When Honesty Defeats Stupidity

This week was my first week as a legit youth pastor. I’d been a volunteer youth worker at my own church, but this week marked the first time I was a legit, employed youth worker (I even have the paycheck to prove it). My first assignment was heading up the youth program for VBS week. Given that I knew the teens would range from card carrying members of a Sunday School Class, to never having stepped foot inside of a church, teens who have a great home life, to teens who lack any kind of decent home life, I tried my best to put together lessons that could be understood by them all. So how does one approach a situation like this? With honesty. Every night I got up to speak, I spoke honestly to them. I didn’t sugarcoat anything, sing any stupid songs (you know the ones), or tell them any stupid saying (breaking news: a nifty saying doesn’t magically make life better). On every subject I was honest, because I don’t think that deception really has a place in ministry.

When I look at the state of the church today, I don’t blame atheists and I don’t believe God has stopped working, I believe christians have gotten in the way. We are so focused on finding the right formula for outreach, that we don’t let God work. We desire results and stories that are huge, and fail to accept that perhaps God wants us focused on quality rather than quantity. I see it in many churches and I even see it on my own college campus. Instead of being genuine with people, christians try to put their own spin on God and replace a loving Savior who isn’t a coward nor a kill joy, into some mystical being that only delights in horrible music, approves of sloppily made movies,  accepts you only if you’re the right type. OR they get soo focused on getting someone saved that they’ll do anything to get them saved, they’ll promise them complete happiness, a perfect relationship, or absolutely anything just so they can say “I was responsible, for that guy coming to Christ”. If you notice though, they’ll never ever take responsibility for the person slipping in their faith. Basically they become used car salesmen of faith, and although they give you a nice product, they wont teach you how to maintain it,because once you’re off the lot, it’s your problem.

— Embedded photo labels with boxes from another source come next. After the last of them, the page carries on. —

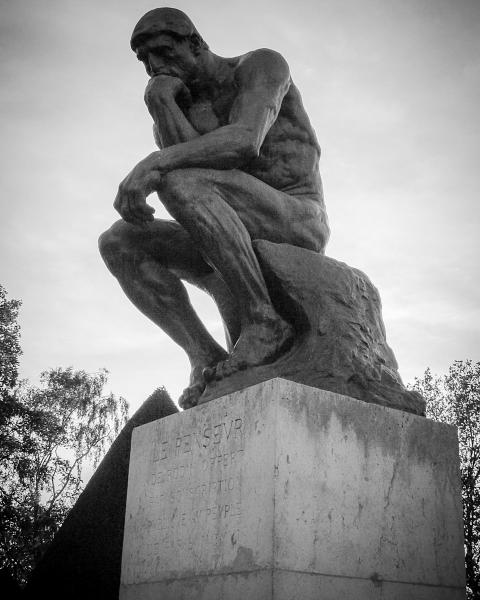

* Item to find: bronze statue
[100,8,329,406]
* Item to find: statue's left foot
[178,382,206,409]
[203,317,293,382]
[178,350,228,409]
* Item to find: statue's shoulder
[236,48,290,82]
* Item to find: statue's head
[130,8,208,81]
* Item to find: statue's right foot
[203,316,293,383]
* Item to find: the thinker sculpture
[100,8,424,412]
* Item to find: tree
[412,360,480,599]
[0,286,128,584]
[0,285,22,392]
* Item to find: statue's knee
[98,221,127,274]
[161,169,205,203]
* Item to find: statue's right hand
[113,152,161,225]
[144,75,191,108]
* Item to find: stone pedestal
[120,379,465,600]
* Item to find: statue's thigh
[213,170,318,246]
[127,219,212,280]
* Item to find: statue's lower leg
[105,256,228,408]
[159,177,293,380]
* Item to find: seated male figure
[100,8,329,406]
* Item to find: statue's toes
[178,385,205,409]
[202,365,217,383]
[207,359,248,382]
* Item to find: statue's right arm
[145,75,200,149]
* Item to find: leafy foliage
[413,360,480,599]
[0,288,128,583]
[0,285,22,392]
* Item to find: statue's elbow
[241,139,260,161]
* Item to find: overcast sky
[0,0,480,412]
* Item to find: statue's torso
[187,76,322,199]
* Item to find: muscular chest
[187,90,235,134]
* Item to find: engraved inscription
[129,412,245,580]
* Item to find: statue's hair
[130,7,208,51]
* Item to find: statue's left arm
[114,50,291,223]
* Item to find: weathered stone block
[120,379,465,600]
[200,240,425,415]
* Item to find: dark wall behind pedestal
[24,390,178,600]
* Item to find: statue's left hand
[113,152,161,225]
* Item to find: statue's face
[136,32,197,83]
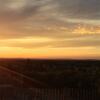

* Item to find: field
[0,59,100,100]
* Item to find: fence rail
[0,88,99,100]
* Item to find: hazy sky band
[0,0,100,58]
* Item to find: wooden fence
[0,88,99,100]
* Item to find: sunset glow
[0,0,100,59]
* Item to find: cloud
[56,0,100,20]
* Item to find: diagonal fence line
[0,66,48,87]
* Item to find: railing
[0,88,99,100]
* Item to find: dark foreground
[0,59,100,100]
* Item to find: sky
[0,0,100,59]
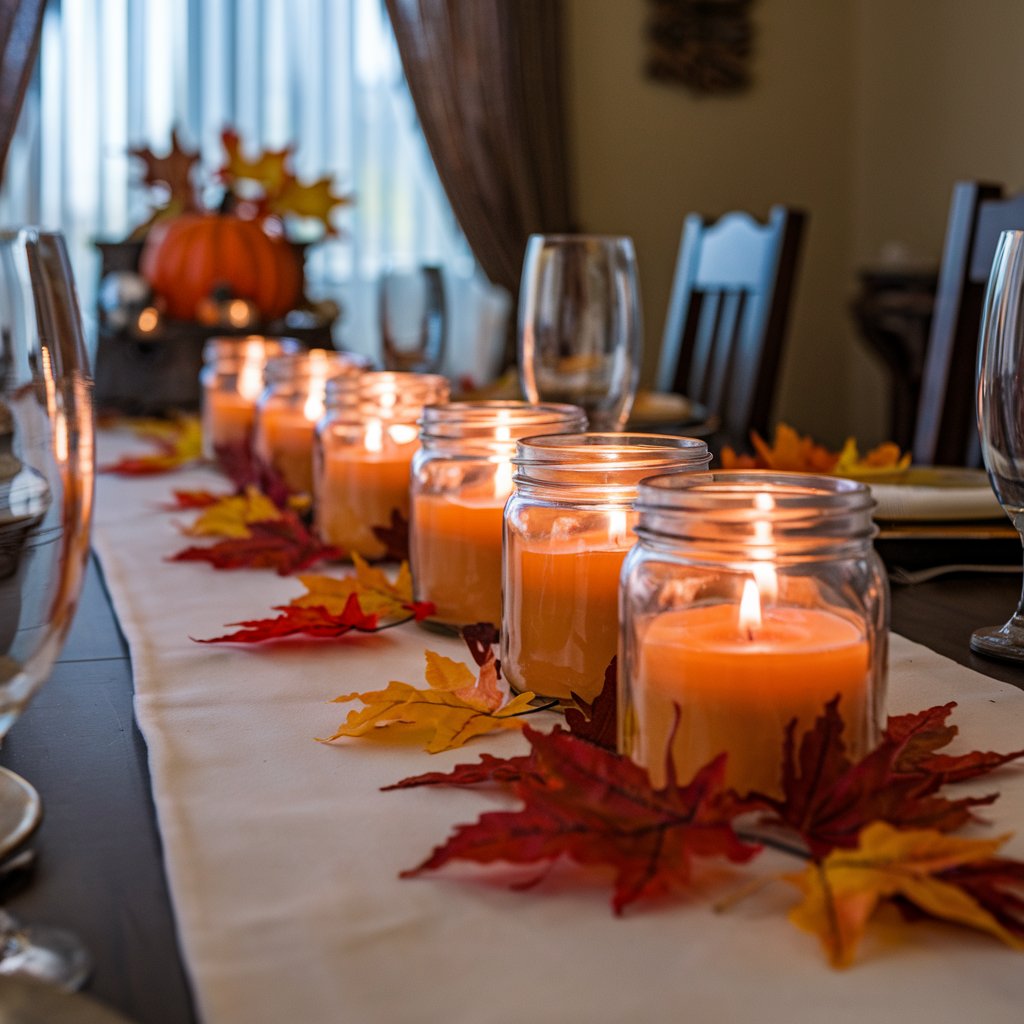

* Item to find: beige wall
[567,0,1024,443]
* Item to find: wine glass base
[0,768,43,857]
[971,621,1024,664]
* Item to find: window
[0,0,508,381]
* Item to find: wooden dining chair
[912,181,1024,466]
[656,206,807,444]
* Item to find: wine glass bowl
[0,228,94,988]
[519,234,642,431]
[971,230,1024,662]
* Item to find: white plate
[868,466,1006,522]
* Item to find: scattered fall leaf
[291,553,434,622]
[324,650,538,754]
[785,821,1024,968]
[721,423,910,477]
[198,594,386,643]
[184,486,282,538]
[99,416,203,476]
[565,657,618,751]
[402,726,759,913]
[754,696,995,857]
[170,510,344,575]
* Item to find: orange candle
[632,591,871,795]
[316,449,413,559]
[504,528,633,700]
[413,494,505,626]
[203,391,256,453]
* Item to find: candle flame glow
[608,509,630,548]
[739,580,762,640]
[364,420,384,452]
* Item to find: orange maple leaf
[783,821,1024,968]
[99,416,203,476]
[322,650,538,754]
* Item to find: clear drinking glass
[519,234,643,431]
[0,228,94,987]
[378,266,446,374]
[971,231,1024,662]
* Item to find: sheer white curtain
[0,0,507,381]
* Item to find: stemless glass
[971,231,1024,662]
[378,266,446,374]
[0,227,94,987]
[519,234,642,431]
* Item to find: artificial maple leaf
[402,726,760,913]
[184,487,282,538]
[198,594,386,643]
[170,510,344,575]
[291,552,434,622]
[218,128,292,196]
[752,696,995,857]
[324,650,537,754]
[267,175,352,234]
[370,509,409,562]
[161,490,231,512]
[886,700,1024,790]
[214,440,295,509]
[565,657,618,751]
[99,416,203,476]
[128,128,200,213]
[785,821,1024,968]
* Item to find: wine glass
[519,234,642,431]
[971,231,1024,662]
[378,266,446,374]
[0,227,94,988]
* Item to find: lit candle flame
[608,509,630,548]
[739,580,761,640]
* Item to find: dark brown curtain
[387,0,572,361]
[0,0,46,181]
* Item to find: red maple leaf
[565,657,618,751]
[170,510,342,577]
[885,700,1024,788]
[198,594,381,643]
[215,439,292,509]
[402,726,760,913]
[752,696,995,857]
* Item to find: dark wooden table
[2,566,1024,1024]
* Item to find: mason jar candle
[253,348,370,495]
[618,472,889,796]
[199,334,301,459]
[313,372,449,559]
[410,401,587,627]
[502,433,711,700]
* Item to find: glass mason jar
[253,348,370,495]
[410,401,587,627]
[502,433,711,700]
[618,472,889,796]
[313,372,449,559]
[199,334,302,459]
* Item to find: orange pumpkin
[139,213,302,321]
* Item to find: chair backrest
[656,206,806,443]
[913,181,1024,466]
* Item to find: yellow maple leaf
[783,821,1021,968]
[184,486,281,538]
[268,175,351,232]
[290,552,413,618]
[323,650,534,754]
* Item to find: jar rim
[637,470,876,516]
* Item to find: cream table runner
[94,436,1024,1024]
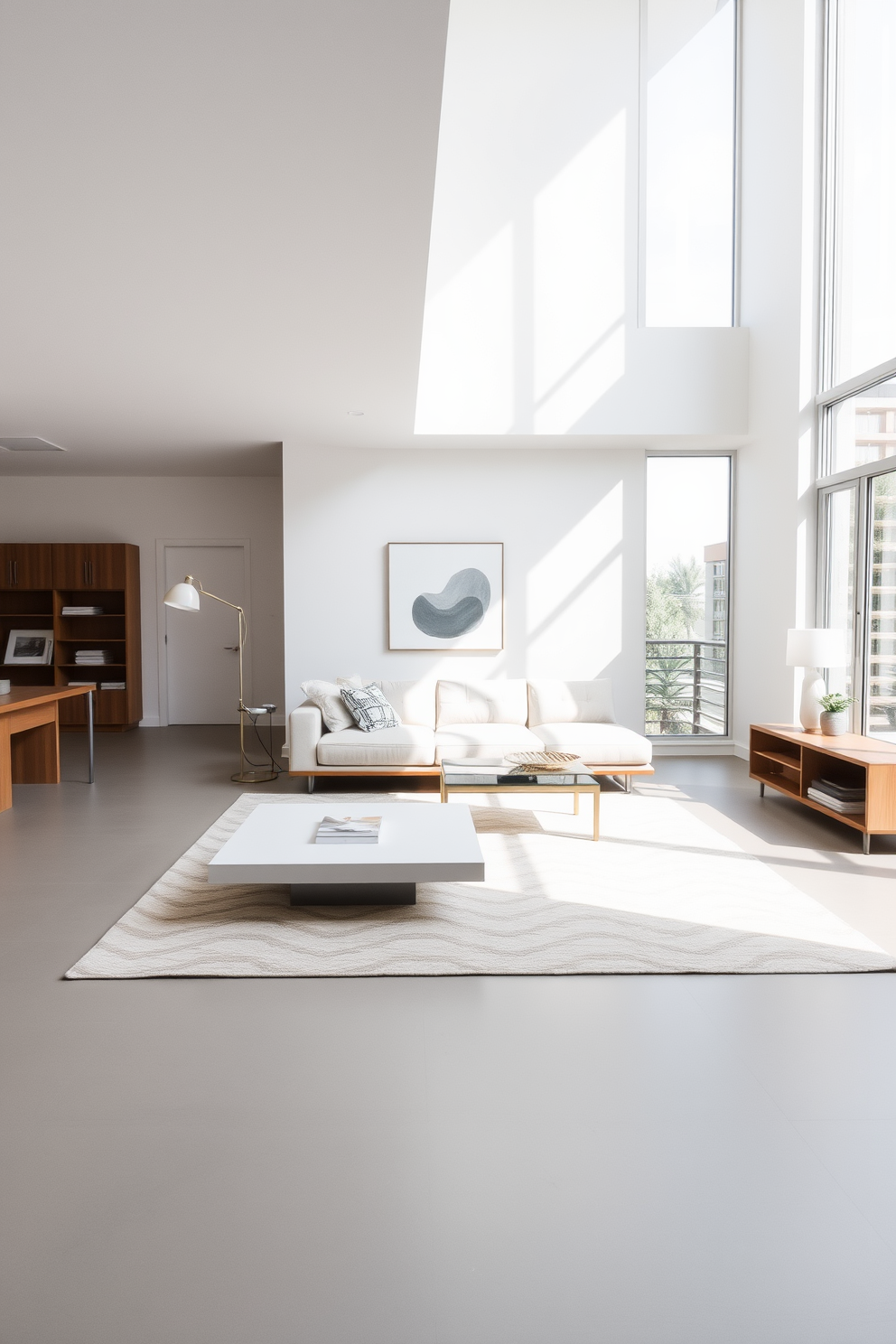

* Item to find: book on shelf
[314,817,383,844]
[806,785,865,817]
[811,779,865,802]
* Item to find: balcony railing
[645,639,728,736]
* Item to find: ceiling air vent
[0,438,66,453]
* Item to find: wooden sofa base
[289,761,654,793]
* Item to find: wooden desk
[0,686,96,812]
[750,723,896,854]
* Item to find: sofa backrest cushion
[529,677,615,728]
[436,678,527,728]
[375,681,435,728]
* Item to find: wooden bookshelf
[0,542,143,733]
[750,723,896,854]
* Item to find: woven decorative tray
[505,751,579,774]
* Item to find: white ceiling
[0,0,447,474]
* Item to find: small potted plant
[819,691,853,738]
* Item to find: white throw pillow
[303,677,360,733]
[376,681,435,728]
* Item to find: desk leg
[88,691,93,784]
[0,714,12,812]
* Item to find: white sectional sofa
[285,678,653,789]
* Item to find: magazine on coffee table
[314,817,383,844]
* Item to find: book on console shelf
[314,817,383,844]
[806,779,865,817]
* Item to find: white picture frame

So after that rant, you may still wonder how exactly the whole “honesty” thing, worked out. Well to put it simply….it worked incredibly. After the second night, one of the teens texted me for some advice. After we talked for a little bit, they thanked me for listening and I told them “You’re absolutely welcome, I am glad you opened up to me”. Her response was “Well after you got up and were so honest about life and your faith, I felt like I could open up to you. You’re the first person in church to be honest with me”. You see, she didn’t open up because I sang a corny song, she didn’t open up because I tricked her, and she didn’t open up because of “Brandon’s Gospel Experience”, she opened up because I approached her with honesty and to her that was the difference between, once again walking away from a church without seeing anything different, and leaving a church and seeing something different.


Pizza, Wrestling, and Ministry

During my involvement with ministries, I’ve been able to create a lot of friendships with some awesome youth, many of which have come about from one thing. Singing a corny song? Nope. Reciting chapters of the Bible? Negatory. They’ve come from wrestling t-shirts. From the classic CM Punk fist and lightning bolt shirt, to a Zack Ryder tee, to the Daniel Bryan “Yes!, Yes!, Yes!” shirt, they’ve started soo many conversations with youth who otherwise wouldn’t have said a single word to me. Is it because wrestling is the greatest thing on earth? Probably not. The reason the shirt meant so much, was because it showed them that I was just another person, I wasn’t some boring Christian who hates everything that they like. It bridged the gap between us and allowed me to develop a friendship with them and when the time came, to share my testimony and faith with them, whether they got saved or not, they all listened, because they weren’t listening to some youth worker, they were talking to a friend.

While attending a Christian college, it saddens me to see how many future youth workers just don’t get it. You can sing all of the worship songs you want, you can quote all the Scripture you want, and you can say all of the corny phrases you desire, but they’ll fall on deaf ears if you haven’t built a friendship with the kids. Too many times I see workers blame the kids for not responding, when in reality the workers have made zero effort to get to know the kids and learn about them, where they come from, what they like, and what they believe. And that’s wrong.

A few years ago, at WinterJam, I got to hear Matthew West speak on youth ministry. He said that when he was younger he asked his dad what the key to an effective ministry was. Expecting to hear about certain songs to sing, or a great Bible study curriculum, Matthew West was confused when his dad said “Lots and lots of Pizza”. West’s father would go on to explain that before you can expect someone to share their heart with you, they have to share a pizza with you, before they can cry with you, they have to laugh with you. And that’s true, we have to stop viewing the world as “wretched sinners” and idiots, and realize they’re people, just like you and me.

So as you go and minister, find out what your “Pizza” or “Daniel Bryan” shirt may be! And look at the opportunities to share the Gospel appear more and more. Perhaps you may find out that ministering is a lot more fun and easy, than the thing you’ve been calling “ministry”.